Angefangen von den frühesten zielge­richteten Städtegründungen Kufa oder Qairuan bis zu ausgefeilten Kulturzentren wie Sarajevo, Cordoba oder Delhi: Überall, wo Muslime sesshaft wurden, manifestierten sie ihre dynamische Lebensweise in einer architektonischen und städtischen Ordnung. Ob organisch-chaotisch oder geometrisch-geordnet: Ihr Wohnen ließ sich weder von ihrer sozialen, noch von ihrer spirituel­len Realität trennen. Mit Recht ­können wir uns die Frage stellen, ob „Kultur“ überhaupt ohne passende Vision des Wohnens und des Städtebaus möglich ist. Immerhin: Die antike und die „christlich-abendländische Kultur“ entstand nicht in den dünn besiedelten Wäldern Mittel- und Nordeuropas, sondern am Ufer des Mittelmeers.

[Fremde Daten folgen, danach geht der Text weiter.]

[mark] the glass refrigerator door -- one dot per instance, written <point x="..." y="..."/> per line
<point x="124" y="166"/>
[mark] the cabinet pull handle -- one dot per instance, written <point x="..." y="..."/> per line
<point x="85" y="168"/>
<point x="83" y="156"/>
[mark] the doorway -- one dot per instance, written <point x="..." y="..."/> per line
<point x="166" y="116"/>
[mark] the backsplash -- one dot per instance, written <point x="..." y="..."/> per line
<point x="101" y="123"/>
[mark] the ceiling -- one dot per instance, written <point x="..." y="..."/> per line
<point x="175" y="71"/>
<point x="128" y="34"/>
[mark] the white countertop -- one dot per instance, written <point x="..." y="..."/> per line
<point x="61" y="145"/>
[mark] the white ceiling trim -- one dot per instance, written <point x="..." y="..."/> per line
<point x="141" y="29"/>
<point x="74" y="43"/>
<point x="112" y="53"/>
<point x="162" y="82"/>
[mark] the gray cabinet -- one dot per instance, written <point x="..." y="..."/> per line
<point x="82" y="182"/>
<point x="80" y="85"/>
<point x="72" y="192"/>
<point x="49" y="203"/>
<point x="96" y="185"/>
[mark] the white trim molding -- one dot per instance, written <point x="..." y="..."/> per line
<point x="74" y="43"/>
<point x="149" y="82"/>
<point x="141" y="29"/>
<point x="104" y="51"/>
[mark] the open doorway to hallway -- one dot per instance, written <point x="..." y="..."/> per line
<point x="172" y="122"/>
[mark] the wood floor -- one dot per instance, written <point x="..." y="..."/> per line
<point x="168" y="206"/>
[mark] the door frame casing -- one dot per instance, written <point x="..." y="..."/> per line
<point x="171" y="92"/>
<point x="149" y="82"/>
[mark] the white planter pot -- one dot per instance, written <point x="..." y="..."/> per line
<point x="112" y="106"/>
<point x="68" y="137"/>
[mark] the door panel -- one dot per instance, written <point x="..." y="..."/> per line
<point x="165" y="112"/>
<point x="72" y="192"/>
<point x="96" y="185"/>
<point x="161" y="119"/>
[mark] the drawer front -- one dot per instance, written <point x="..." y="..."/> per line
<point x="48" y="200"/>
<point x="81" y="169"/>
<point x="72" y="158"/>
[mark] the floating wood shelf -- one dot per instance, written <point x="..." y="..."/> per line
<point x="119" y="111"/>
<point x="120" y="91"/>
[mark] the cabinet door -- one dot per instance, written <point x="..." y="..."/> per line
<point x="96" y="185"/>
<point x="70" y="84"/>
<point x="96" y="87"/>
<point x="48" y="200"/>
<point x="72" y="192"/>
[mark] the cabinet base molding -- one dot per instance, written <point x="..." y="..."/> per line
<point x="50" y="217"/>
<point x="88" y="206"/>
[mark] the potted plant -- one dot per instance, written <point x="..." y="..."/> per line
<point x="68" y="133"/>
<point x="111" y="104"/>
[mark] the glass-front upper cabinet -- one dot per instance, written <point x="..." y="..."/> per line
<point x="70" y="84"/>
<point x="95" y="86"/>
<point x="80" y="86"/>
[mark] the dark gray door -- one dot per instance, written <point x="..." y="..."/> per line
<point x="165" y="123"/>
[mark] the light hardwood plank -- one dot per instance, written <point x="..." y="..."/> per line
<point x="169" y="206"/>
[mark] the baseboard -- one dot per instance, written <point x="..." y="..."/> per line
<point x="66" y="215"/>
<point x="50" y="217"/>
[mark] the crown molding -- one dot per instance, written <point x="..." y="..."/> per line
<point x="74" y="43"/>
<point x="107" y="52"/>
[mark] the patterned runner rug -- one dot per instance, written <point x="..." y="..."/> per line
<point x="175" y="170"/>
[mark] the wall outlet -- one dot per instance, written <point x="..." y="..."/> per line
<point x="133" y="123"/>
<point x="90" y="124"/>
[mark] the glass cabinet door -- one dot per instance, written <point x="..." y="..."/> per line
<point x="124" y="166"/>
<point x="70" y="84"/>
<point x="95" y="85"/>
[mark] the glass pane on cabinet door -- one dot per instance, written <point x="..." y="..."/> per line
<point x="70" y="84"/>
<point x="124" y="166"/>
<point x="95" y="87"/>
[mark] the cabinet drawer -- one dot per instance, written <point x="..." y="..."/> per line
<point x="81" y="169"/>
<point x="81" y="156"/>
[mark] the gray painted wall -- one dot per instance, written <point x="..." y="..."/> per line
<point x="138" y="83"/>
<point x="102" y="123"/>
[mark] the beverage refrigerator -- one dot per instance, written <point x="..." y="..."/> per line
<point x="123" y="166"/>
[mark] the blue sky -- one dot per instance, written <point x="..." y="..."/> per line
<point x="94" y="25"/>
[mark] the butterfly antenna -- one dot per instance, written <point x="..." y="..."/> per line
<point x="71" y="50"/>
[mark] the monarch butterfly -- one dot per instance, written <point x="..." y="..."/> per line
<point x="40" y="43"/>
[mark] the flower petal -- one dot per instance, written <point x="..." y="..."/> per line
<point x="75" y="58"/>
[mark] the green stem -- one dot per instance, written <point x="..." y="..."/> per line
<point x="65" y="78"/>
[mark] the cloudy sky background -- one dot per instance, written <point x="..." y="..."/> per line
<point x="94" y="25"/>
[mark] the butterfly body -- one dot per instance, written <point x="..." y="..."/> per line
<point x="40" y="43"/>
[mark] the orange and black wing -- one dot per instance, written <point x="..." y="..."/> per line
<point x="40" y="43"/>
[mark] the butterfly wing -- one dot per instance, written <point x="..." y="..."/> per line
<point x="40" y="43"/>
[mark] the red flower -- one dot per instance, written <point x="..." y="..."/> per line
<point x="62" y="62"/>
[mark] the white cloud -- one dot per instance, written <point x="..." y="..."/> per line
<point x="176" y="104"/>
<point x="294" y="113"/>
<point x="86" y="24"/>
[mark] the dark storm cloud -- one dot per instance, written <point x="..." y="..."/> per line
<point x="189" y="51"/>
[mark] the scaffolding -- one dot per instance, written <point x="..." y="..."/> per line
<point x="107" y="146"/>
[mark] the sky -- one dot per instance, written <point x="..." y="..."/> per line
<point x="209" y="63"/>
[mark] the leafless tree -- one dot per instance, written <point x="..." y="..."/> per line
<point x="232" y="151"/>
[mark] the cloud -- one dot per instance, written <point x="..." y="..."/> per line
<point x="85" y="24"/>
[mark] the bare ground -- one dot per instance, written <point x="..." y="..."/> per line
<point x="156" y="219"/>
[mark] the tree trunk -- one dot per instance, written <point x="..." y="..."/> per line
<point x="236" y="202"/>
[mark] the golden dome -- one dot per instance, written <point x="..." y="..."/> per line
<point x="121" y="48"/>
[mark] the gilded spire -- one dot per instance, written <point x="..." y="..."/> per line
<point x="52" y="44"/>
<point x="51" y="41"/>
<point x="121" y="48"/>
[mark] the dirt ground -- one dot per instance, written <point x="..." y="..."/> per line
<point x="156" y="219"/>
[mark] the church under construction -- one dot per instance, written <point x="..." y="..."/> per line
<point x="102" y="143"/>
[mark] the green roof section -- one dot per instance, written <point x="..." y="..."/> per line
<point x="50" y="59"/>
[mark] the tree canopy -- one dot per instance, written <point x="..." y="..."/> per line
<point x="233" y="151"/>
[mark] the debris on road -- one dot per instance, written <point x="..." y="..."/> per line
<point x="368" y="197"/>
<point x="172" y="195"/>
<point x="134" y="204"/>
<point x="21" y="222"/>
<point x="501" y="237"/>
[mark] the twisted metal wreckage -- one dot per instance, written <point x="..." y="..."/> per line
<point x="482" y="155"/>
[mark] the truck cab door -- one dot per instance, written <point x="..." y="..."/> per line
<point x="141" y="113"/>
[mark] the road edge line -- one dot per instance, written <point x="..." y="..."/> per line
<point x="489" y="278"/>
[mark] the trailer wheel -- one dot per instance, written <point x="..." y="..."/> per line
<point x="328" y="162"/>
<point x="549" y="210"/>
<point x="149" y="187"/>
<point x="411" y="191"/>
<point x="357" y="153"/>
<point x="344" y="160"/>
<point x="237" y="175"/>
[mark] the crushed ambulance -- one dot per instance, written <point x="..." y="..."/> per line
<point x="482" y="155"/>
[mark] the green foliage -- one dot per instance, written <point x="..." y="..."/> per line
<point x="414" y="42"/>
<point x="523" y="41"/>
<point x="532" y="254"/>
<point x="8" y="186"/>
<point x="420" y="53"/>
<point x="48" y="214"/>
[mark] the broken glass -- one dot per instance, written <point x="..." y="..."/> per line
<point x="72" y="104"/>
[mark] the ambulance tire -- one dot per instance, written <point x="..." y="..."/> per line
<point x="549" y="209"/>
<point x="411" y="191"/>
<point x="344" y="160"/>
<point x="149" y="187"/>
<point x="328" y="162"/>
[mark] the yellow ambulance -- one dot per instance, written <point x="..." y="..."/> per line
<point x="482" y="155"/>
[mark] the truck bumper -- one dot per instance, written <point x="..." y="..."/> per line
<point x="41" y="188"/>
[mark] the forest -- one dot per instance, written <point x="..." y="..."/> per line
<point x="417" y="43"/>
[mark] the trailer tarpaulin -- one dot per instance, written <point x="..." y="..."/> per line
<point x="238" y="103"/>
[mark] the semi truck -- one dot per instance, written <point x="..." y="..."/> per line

Würden wir den Zustand unserer „Kultur“ beziehungsweise unsere kollek­tive Vision am Entwicklungsgrad und am augenblicklichen Zustand unserer Kommunen messen, ist eine gewisse Skepsis nicht unbegründet. Inmitten der sozialen Erschütterung und Auflösung unserer gesamtgesellschaftlichen Solidarität stellt sich die Frage, woher diese Vision kommen soll, die bisher funktionierenden Sätdte und ein menschenwürdiges Wohnen zukünftig aufrechtzuerhalten. Anders als in den Jahrzehnten nach dem Zweiten Weltkrieg gibt es weder die Fähigkeit, noch den kollektiven Willen der Deutschen, den sich abzeichnenden Mangel an bezahlbarem Wohnraum durch umfangreiche Programme und den einstmals gerühmten „sozialen Wohnungsbau“ zu beheben.

Seit einem Jahrzehnt streitet unsere Gesellschaft auf sehr manische Art und Weise über metaphysische Themen wie „Leitkultur“ oder „Integration“. Die soziologischen und ökonomischen Erkenntnisse der Forschung aus den 1960er Jahren wurden dank der unermüdlichen Arbeit deutscher Leitmedien zugunsten essenzialistischer ­Sichtweisen über Bord geworfen. Während der Mainstream einerseits den Bestand real existierender „Ghettos“ – nebst deren negativen Begleiterscheinungen – beklagt, stellt er nur selten die Frage nach dem materiellen „Warum“.

Vor Kurzem starb die bekannte deutsche Psychoanalytikerin Margarete Mitscherlich. Ihr Ehemann, der Arzt und Psychoanalytiker Alexander Mitscherlich, veröffentliche 1965 das Buch „Die Unwirtlichkeit unserer Städte“. In dieser urbanen Analyse findet sich eine beißende Kritik der architektonischen Moderne, die mit ihren Hochhausvisionen (wie die von Le Corbusier) und Großbausiedlungen die tradierte Blockbauweise europäischer Städte dekonstruierte. Die Wirklichkeit dieses architektonischen Wunsches, den „neuen Menschen“ mit Hilfe des Bauwesens zu schaf­fen, zeigt sich auch in den unzähligen Plattenbausiedlungen Ostdeutschlands (von denen manche bereits abgerissen wurden) oder sozialen Brennpunkten wie Köln-Chorweiler, die vielen als nicht-reformierbar gelten. Wie so ­viele andere soziologische Ansätze seit Ende des Systemgegensatzes scheinen auch ihre Erkenntnisse in Vergessenheit gera­ten zu sein.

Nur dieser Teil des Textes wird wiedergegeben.